Usage and Accessibility
It’s user-friendly, with code under the MIT license and a model license that allows commercial use. You can download it from Hugging Face and use it for text completion or chat, like solving integrals step by step. Check out the official website DeepSeek Math for more details.


Comprehensive Evaluation of DeepSeek Math
DeepSeek Math is an open-source AI model specifically designed for mathematical reasoning, building on the foundation of DeepSeek-Coder-v1.5 7B and further trained on math-related data. This evaluation, conducted as of 09:05 PM EST on Sunday, March 2, 2025, provides a detailed analysis of its performance, features, and potential, aiming to offer a thorough understanding for both technical and non-technical audiences. The assessment is inspired by a critical and forward-looking perspective, akin to industry leaders, while maintaining a balanced view of its strengths and limitations.

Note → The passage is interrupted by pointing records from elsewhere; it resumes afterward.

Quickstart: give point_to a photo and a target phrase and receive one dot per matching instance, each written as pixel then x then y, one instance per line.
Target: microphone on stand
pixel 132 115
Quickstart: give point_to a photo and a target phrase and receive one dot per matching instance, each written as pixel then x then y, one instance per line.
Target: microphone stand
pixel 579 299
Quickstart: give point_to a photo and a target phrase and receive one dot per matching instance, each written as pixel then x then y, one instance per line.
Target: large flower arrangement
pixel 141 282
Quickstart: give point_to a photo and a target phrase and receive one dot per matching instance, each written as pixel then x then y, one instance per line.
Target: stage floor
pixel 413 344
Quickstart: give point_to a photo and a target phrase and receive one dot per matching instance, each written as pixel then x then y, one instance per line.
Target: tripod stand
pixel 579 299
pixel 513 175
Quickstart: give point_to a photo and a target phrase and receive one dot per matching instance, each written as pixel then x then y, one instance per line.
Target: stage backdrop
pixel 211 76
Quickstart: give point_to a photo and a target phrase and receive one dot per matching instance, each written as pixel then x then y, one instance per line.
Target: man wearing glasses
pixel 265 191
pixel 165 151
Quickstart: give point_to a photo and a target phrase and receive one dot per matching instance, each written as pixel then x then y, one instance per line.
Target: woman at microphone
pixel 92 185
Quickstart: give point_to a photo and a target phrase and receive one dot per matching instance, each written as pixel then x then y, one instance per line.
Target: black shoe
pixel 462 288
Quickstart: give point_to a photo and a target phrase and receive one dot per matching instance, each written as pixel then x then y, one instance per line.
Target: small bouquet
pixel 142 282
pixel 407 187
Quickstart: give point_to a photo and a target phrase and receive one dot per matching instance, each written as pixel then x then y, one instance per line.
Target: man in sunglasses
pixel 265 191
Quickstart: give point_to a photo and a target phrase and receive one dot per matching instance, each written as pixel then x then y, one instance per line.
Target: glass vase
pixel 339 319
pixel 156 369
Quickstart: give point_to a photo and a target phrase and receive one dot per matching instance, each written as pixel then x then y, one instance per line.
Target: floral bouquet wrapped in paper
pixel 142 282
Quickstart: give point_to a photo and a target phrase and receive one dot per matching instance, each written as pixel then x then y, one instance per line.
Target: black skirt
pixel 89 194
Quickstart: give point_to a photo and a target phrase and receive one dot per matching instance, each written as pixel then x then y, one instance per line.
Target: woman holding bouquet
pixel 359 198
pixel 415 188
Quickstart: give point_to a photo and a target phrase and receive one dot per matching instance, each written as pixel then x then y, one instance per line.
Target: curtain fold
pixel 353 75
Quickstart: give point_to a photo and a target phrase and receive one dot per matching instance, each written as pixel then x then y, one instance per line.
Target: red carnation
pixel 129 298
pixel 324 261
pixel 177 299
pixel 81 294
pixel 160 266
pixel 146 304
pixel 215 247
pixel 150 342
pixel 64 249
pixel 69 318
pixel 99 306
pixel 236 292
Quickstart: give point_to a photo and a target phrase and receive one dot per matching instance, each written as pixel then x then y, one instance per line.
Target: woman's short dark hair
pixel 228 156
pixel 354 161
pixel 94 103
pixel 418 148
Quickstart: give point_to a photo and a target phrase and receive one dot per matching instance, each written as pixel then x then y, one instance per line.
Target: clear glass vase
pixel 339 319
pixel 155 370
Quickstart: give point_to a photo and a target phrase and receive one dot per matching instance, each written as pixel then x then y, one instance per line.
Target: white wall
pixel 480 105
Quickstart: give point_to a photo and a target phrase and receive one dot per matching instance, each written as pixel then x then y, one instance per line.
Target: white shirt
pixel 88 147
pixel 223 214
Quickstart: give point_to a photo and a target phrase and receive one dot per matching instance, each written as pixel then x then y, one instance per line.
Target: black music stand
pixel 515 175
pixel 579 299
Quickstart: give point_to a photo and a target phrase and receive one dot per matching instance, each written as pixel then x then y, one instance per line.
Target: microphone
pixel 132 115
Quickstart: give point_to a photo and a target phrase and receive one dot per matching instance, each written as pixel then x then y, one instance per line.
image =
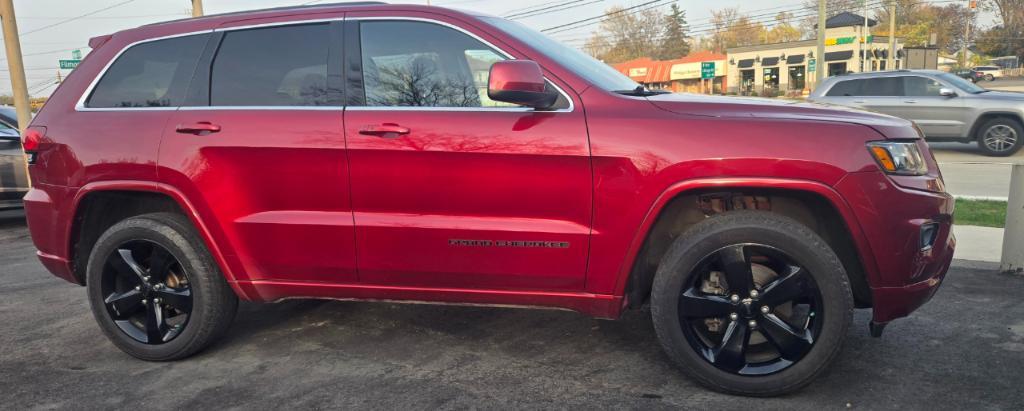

Introduction and Background
DeepSeek Math is initialized from DeepSeek-Coder-v1.5 7B, a code-focused language model, and undergoes continued pre-training on 500 billion tokens, including math-related data sourced from Common Crawl, alongside natural language and code data. This process aims to enhance its mathematical reasoning capabilities, making it suitable for tasks ranging from problem-solving to formal theorem proving. The model is released in three variants: base, instruct, and RL (reinforcement learning), each catering to different use cases, and is available for public use under the MIT license for code and a separate model license that supports commercial applications.
Performance Evaluation
The model’s performance has been rigorously assessed across multiple benchmarks, with a focus on mathematical reasoning, tool use, and general capabilities. The key results are summarized below, based on the provided data and external benchmarks for context.
Mathematical Reasoning
  • On the competition-level MATH benchmark, DeepSeekMath-Base 7B achieves an impressive 51.7% accuracy without external toolkits or voting techniques. This score is notable for a 7B parameter model, as it approaches the performance of models like Gemini-Ultra (reported at 53.2% in 2024) and the original GPT-4 (around 52.9% in 2024), according to Gemini Ultra vs GPT-4 math benchmark 2024. However, it lags behind more recent closed-source models like GPT-4o, which scores 76.6% on MATH, as per LLM Benchmarks in 2024.
  • The model excels in few-shot chain-of-thought prompting, outperforming existing open-source base models by more than 10% in absolute terms and surpassing Minerva 540B, a larger model, on this metric.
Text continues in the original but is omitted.